Are you prepared to…?

  1. Put your course materials online
    Yes No Question
            I have a Canvas course or course website for each of my courses that contains the most current course information.
            I have a way to distribute assignments to my students online such as a Canvas course site.
            I use audio or video materials in class and I know how to share these with my students.
            I use the Canvas LMS to make materials available to my students.
    Note: the UW Libraries have retired the E-reserve system and now recommend that Canvas be used for this purpose.

    If you answered “no” to one or more of the statements above, learn more in the Use Canvas or a course website to put materials online section below.

  2. Establish channels of communication with your students and colleagues
    Yes No Question
            My students know how to contact me remotely if they have a question.
            I have a way to facilitate discussion with groups of students remotely.
            Students have a way to contact each other and collaborate online.

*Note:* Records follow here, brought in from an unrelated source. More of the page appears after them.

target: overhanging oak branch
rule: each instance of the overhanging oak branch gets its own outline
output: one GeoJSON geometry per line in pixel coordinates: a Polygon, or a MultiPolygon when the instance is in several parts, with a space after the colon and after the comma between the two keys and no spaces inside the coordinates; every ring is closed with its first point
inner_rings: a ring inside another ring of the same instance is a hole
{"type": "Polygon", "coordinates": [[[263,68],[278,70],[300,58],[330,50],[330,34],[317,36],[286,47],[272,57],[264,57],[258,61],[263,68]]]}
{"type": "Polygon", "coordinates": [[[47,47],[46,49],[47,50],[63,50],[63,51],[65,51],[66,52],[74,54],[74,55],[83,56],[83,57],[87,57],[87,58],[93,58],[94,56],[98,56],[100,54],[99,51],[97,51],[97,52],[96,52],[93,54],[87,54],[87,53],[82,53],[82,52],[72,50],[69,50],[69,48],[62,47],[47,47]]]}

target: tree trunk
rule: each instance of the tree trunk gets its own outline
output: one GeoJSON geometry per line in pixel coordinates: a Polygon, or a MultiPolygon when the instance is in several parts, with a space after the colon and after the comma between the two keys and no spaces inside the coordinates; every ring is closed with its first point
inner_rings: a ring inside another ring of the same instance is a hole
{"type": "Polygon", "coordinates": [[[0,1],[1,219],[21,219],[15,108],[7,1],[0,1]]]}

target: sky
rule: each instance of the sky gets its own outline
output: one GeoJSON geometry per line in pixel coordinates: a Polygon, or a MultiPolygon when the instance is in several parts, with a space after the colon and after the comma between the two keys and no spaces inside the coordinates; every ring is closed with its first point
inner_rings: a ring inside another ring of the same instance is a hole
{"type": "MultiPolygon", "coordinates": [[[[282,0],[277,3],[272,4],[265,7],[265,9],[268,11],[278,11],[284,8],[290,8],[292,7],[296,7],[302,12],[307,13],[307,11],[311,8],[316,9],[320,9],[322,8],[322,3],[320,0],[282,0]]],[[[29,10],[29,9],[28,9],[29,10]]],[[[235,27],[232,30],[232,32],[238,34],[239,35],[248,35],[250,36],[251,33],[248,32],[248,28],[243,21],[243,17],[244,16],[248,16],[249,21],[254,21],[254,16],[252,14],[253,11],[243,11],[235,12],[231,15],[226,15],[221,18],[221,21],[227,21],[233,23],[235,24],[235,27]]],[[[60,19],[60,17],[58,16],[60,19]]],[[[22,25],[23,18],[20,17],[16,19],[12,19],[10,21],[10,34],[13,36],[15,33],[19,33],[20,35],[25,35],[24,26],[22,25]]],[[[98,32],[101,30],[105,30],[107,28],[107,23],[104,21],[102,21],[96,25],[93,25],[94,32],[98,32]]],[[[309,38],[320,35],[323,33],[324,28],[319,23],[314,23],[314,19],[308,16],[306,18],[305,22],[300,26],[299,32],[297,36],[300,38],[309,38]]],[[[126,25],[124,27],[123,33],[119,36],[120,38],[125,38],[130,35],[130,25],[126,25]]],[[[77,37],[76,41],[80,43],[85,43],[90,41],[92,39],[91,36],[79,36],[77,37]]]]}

    If you answered “no” to one or more of the statements above, learn more in the How to communicate online section below.

  3. Establish ways to conduct your class at a distance
    Yes No Question
            My students can read, listen to, and/or watch my lectures online.
            My students can turn in homework and take exams online.
            I have a way to respond to student work and securely publish scores online.
            I know how to submit final grades to the Registrar online.

    If you answered “no” to one or more of the statements above, learn more in the How to conduct your class online section below.

  4. Set up remote access to important resources
    Yes No Question
            I have a computer or laptop at home that has the software and Internet connectivity I need to work remotely.
            My TAs have the knowledge and capability to remotely conduct their quiz sessions.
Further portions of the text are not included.